So what’s the fuss about? What’s the big deal? Your phone’s got a camera and you got yourself an App. that assassinates cats at fifty paces; the office has hot and cold swinging doors and your Mother in Law’s bought a Jeep? – “Hey guys, his Mum’s bought a Jeep!”.

We’ve got iPads, food mixers that toast, roast and bake. Vacuum cleaners that perambulate rooms when you’re not at home, returning to their stations automatically when they’re running out of charge. We got a lipstick that’s a mascara and toothpaste too and to polish it all off, some bright spark has developed a pair of specs which lets you see the internet as you’re driving. And I think it’s great, all of it, love it, bring it all on, more and more again.

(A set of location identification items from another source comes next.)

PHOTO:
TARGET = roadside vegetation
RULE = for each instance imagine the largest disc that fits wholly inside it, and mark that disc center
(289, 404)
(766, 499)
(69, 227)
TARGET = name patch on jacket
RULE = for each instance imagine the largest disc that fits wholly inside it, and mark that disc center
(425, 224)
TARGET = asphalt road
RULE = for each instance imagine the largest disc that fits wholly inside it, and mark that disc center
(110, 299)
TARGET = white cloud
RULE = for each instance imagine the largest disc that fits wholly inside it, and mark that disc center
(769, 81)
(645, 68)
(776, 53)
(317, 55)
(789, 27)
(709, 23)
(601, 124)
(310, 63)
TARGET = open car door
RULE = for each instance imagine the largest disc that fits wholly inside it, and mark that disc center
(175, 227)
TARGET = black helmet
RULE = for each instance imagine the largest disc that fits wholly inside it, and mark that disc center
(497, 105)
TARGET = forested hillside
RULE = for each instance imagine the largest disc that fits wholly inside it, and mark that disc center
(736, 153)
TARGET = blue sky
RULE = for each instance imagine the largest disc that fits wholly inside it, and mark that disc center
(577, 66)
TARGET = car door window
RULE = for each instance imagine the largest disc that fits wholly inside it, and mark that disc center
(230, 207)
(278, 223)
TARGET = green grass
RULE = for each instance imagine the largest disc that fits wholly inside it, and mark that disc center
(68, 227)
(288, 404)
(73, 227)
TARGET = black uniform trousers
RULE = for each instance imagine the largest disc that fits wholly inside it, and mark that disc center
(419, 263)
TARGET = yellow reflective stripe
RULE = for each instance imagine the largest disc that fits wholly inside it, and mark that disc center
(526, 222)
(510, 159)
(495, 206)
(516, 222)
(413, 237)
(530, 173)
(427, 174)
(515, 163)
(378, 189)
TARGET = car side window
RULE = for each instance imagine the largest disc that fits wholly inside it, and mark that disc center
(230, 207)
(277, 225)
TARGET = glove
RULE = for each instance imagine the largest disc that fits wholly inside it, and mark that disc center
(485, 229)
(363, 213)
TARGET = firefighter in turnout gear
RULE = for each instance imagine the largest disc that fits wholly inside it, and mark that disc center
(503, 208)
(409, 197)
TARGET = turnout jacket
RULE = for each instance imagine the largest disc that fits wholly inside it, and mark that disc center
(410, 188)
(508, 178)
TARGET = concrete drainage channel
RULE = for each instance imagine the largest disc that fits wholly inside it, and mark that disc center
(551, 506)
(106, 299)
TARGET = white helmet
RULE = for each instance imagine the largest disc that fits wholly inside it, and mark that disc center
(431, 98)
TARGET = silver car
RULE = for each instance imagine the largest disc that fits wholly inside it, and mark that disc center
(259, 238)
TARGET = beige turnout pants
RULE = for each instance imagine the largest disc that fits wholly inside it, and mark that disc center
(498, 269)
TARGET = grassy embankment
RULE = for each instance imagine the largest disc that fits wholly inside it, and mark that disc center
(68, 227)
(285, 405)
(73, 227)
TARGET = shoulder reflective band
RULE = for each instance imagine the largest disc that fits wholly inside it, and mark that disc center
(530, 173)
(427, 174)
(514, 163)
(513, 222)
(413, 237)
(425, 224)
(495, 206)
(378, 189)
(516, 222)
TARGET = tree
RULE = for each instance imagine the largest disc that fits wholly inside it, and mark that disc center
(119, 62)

I love innovation and I can’t get enough of it. Then again I’m an unusual cove who loves change; but I digress. Have you every considered who comes up with these great advances? The conceptualisers, the thinkers, the Steve Jobs of the world. Most are well rewarded by consumers who swarm the stores to buy the manifestation of their ideas like seagulls around a sandwich.

But concepts cost money, although you wouldn’t think so if you worked in the world of advertising. Concepts are for thinkers and thinking generally is considered a luxury none of us can afford. I’ve had one or two clients tell me, “We don’t pay you to think” and at that very moment I can believe them, because they’re not engaged in the practice either.

It may not seem obvious but building an advertising concept isn’t a mindless, drug induced process, though I am told in some countries the salt shaker gets raided around 3pm on the late shift. I can however assure you that at Jack in the box it’s not that easy. We are engaged to do as much thinking as we can, devising concepts which beautifully project the client, while entertaining and informing the consumer. It has to be worked on, laboured and what the client doesn’t see is the concepts which never hit the art desk; the ones that fill the waste paper basket and have the delete button running hot.

So next time you see a great advertisement or even a good one, remember that it all began as a thinly veiled concept, fertilised by thought, watered and tested until it was shaped into the visual persuader that makes you turn to the wife and say, “Good Ad!” And while you’re at it, remember it all happened because someone engaged in that politically unpopular, luxurious, time honoured exercise called ‘thinking’. We believe it pays to think.